The SEC and CFTC have opened a joint review of crypto derivatives rules in the United States. The agencies want public feedback on portfolio margining, cross-product risk, and market oversight. The 60-day comment period follows the recent approval of U.S. crypto perpetual futures. The crypto news comes as regulators, exchanges, and courts examine how crypto-linked contracts should fit under existing rules.
The Securities and Exchange Commission and the Commodity Futures Trading Commission are asking market participants to comment on margin rules across securities, swaps, futures, and related positions. The request will remain open for 60 days after publication in the Federal Register.
The agencies want to assess whether closer coordination can support better risk controls and clearer customer protections. The review covers portfolio margining, which allows firms to measure risk across connected positions instead of treating each product separately.
Crypto News | Source: X
Portfolio margining can lower the amount of collateral held in separate accounts when related positions offset each other. Regulators also want feedback on whether current rules create gaps between securities and commodities markets.
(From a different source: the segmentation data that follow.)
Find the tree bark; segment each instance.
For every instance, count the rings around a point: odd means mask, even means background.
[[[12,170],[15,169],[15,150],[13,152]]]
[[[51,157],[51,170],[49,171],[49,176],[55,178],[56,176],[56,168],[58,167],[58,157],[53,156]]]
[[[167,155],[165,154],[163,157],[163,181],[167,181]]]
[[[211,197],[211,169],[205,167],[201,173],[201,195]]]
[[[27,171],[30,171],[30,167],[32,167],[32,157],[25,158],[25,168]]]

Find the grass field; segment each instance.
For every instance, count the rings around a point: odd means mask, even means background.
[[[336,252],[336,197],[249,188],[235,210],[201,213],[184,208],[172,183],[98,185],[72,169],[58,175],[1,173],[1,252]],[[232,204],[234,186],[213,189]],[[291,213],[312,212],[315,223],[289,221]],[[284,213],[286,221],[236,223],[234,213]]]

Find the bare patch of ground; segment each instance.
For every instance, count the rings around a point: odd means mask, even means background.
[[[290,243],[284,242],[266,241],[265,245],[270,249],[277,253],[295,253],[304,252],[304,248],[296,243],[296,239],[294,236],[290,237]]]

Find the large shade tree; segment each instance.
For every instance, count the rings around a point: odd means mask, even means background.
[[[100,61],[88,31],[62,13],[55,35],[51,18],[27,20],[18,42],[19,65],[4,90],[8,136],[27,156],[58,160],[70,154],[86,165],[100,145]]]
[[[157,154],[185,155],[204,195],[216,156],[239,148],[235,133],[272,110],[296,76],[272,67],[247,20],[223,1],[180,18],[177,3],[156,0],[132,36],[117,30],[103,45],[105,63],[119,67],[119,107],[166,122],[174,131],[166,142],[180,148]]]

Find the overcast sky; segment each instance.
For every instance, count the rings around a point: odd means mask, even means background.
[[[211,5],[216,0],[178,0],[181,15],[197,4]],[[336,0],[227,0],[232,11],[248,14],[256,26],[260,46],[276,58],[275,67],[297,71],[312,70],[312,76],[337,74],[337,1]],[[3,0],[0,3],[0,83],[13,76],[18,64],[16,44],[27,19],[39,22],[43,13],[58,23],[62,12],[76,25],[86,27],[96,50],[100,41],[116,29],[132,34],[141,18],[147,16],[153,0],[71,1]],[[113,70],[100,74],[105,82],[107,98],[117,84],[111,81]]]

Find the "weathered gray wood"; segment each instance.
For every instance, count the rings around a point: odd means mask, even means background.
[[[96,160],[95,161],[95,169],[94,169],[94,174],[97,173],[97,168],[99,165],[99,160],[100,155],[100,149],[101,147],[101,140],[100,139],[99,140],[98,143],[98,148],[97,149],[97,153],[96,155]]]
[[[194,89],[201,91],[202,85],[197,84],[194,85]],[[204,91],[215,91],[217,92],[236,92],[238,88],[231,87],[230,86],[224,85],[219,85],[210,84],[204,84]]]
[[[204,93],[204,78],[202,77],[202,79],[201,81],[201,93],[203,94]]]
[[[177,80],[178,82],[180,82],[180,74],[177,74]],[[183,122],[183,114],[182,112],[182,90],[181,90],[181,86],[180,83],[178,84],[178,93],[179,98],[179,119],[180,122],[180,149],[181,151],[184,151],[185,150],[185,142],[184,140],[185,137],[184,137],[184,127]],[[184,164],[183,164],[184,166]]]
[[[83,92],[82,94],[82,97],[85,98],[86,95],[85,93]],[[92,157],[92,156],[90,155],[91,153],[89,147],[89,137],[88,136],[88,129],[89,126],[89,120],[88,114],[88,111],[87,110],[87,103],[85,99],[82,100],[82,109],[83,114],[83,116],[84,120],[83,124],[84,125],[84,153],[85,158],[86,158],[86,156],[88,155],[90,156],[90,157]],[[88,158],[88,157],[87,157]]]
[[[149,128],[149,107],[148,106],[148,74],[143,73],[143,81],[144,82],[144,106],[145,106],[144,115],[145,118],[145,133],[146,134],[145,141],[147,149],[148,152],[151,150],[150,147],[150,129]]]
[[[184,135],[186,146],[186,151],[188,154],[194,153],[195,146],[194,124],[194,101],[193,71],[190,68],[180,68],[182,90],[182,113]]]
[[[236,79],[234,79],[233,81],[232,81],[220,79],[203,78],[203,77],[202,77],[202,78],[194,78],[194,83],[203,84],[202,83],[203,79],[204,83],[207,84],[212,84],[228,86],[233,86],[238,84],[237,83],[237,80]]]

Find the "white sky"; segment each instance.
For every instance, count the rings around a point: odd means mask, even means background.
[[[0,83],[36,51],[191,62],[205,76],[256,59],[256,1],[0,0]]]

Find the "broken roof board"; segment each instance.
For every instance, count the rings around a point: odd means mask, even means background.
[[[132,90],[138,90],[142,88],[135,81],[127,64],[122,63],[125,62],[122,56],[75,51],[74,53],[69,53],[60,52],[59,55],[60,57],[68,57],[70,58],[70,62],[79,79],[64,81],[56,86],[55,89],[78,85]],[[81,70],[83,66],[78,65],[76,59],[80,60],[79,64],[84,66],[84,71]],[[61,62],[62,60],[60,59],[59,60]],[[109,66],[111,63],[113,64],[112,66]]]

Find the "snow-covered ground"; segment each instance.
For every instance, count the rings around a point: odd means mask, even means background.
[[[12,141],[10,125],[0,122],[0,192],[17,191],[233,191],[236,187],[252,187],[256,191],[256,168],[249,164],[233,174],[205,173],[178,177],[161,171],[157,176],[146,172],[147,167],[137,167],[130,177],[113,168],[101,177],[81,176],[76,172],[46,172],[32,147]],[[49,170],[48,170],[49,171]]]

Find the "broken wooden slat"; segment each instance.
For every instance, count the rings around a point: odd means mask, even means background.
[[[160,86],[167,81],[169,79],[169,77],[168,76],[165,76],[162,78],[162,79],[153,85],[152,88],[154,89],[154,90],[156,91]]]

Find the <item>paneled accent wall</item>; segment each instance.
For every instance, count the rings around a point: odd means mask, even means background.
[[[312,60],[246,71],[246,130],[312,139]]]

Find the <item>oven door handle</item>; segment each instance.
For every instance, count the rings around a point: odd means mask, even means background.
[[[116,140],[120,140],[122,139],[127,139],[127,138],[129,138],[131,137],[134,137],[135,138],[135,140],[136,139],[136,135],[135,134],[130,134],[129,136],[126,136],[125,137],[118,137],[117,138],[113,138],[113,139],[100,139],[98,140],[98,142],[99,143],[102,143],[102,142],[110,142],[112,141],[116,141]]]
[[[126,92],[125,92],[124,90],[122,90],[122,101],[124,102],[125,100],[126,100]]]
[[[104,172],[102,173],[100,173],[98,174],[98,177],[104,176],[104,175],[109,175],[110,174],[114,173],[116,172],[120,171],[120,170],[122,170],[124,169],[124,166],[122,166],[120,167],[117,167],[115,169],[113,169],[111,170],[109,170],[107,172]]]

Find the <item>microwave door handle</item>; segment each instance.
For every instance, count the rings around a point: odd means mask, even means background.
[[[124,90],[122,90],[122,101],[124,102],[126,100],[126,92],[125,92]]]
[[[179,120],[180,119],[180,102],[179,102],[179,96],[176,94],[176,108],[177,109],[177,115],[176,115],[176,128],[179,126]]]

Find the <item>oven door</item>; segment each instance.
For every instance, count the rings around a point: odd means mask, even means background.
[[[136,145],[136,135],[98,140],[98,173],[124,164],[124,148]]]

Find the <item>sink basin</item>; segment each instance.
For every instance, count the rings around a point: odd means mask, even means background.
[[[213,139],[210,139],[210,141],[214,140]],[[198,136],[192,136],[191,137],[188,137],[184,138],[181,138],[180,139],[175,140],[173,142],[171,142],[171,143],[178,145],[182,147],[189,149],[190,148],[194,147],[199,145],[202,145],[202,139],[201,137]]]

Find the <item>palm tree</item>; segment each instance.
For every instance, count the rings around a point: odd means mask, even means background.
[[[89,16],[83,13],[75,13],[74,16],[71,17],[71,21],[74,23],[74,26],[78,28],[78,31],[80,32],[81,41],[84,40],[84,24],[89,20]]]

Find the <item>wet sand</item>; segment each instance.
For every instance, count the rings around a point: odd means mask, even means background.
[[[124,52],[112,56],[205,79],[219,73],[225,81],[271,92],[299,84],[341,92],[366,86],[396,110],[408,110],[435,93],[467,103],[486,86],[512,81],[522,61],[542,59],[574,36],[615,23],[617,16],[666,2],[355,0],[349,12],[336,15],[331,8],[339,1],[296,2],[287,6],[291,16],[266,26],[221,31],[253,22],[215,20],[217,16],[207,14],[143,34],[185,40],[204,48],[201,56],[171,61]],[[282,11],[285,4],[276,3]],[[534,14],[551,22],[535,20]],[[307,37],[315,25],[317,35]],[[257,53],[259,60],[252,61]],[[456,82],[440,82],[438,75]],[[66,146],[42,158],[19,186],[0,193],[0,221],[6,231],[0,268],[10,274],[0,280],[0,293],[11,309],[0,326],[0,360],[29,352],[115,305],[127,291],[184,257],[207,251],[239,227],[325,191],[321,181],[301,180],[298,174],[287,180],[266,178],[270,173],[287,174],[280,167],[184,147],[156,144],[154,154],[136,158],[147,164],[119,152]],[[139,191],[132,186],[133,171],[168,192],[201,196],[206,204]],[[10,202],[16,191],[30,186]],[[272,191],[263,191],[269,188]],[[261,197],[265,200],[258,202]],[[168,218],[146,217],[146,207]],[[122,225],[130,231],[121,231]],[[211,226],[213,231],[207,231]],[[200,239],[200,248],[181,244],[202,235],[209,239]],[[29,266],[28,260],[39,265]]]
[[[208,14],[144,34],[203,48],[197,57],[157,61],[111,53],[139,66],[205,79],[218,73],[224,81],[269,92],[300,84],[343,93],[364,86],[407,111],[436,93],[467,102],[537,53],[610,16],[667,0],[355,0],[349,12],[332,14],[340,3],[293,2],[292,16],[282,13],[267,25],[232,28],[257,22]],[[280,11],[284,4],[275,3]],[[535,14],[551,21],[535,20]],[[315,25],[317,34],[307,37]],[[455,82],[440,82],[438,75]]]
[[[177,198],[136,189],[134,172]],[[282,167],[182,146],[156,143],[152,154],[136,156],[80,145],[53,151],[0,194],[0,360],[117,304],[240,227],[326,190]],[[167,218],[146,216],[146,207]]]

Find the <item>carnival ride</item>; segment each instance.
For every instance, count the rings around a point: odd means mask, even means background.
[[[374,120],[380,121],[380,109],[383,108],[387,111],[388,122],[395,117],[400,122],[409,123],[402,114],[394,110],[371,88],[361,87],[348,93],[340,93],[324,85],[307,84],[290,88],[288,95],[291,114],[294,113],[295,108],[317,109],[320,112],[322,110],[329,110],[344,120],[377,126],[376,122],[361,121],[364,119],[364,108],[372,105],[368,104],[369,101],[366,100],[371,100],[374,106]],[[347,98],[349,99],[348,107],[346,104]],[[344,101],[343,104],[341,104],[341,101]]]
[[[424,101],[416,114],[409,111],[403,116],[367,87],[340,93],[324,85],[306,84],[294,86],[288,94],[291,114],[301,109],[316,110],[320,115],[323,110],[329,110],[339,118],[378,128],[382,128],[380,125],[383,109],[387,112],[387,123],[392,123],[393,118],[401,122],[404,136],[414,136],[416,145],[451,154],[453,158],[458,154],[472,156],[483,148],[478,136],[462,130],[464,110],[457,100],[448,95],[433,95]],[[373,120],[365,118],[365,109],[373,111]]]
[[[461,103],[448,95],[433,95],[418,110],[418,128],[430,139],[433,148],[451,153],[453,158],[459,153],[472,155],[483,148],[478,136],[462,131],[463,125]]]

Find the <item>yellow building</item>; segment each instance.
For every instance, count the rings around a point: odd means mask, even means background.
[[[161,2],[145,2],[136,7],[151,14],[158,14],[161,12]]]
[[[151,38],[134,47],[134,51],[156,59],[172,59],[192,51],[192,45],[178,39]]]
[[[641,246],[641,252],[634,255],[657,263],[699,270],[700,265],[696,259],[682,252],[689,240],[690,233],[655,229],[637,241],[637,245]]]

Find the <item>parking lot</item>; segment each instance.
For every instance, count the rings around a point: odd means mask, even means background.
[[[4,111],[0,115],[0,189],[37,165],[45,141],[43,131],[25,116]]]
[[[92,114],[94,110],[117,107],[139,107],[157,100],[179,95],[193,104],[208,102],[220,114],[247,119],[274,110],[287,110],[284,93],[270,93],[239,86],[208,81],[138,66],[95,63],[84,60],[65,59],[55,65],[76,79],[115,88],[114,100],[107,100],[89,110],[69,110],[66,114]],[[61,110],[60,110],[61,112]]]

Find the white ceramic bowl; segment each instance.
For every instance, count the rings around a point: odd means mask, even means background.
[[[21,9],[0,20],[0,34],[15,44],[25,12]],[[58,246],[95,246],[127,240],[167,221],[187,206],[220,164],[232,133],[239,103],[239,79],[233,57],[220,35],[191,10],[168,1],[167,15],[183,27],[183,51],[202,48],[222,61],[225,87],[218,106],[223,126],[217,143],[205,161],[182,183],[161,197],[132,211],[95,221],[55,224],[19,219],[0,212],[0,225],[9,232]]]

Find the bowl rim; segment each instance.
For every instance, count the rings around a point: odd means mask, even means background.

This crypto news development arrives as digital asset derivatives gain more attention in regulated U.S. markets. Bitcoin, Ether, XRP, and other crypto-linked products now sit closer to the center of market structure debates.
The review follows the approval of crypto perpetual futures in the United States. Kalshi received CFTC approval to list perpetual futures tied to Bitcoin, Ether, XRP, and HYPE.
Perpetual futures allow traders to take price exposure without a fixed expiration date. That structure has raised questions because traditional futures usually expire on a set date.
Source: X
CME Group has challenged the CFTC over the approval of crypto perpetual futures. CME argues that Kalshi’s contracts should fall under swap rules rather than futures rules because they do not have a fixed end date.
The CFTC has taken a different position. It argues that a contract does not lose its status as a futures product only because it lacks an expiration date.
This classification dispute matters because futures and swaps follow different rules. These rules affect clearing, reporting, margin treatment, execution, and the role of regulated market intermediaries.
The SEC and CFTC are seeking input on cross-margining models, collateral use, customer protection rules, clearinghouse arrangements, and operational systems. They also want comments on capital treatment and segregation requirements.
The agencies are reviewing how margin rules should apply when products sit near the line between securities and commodities regulation. That issue has become more important as tokenized securities and crypto derivatives enter regulated markets.
SEC Chair Paul Atkins said stronger coordination could reduce overlap between the agencies. He also pointed to cross-margining as a way to free liquidity that remains separated across accounts.
CFTC Chair Michael Selig supported the review and linked it to risk management. He said closer cooperation could help release capital while maintaining market protections.
For crypto news readers, the request starts a formal process that could guide later policy decisions.
The review also comes during active legal disputes involving the CFTC, crypto derivatives, and prediction markets. The agency recently sued Kentucky after the state moved to apply gaming laws to prediction market operators.
The CFTC argues that federal law gives it authority over regulated futures, options, and swaps. Kentucky maintains that sports-linked event contracts should remain subject to state gambling rules.
The SEC and CFTC also asked for public input on derivatives definitions earlier this week. That separate request covers swaps, security-based swaps, mixed swaps, event contracts, and newer financial products. The latest crypto news shows how fast product design has moved across digital asset markets.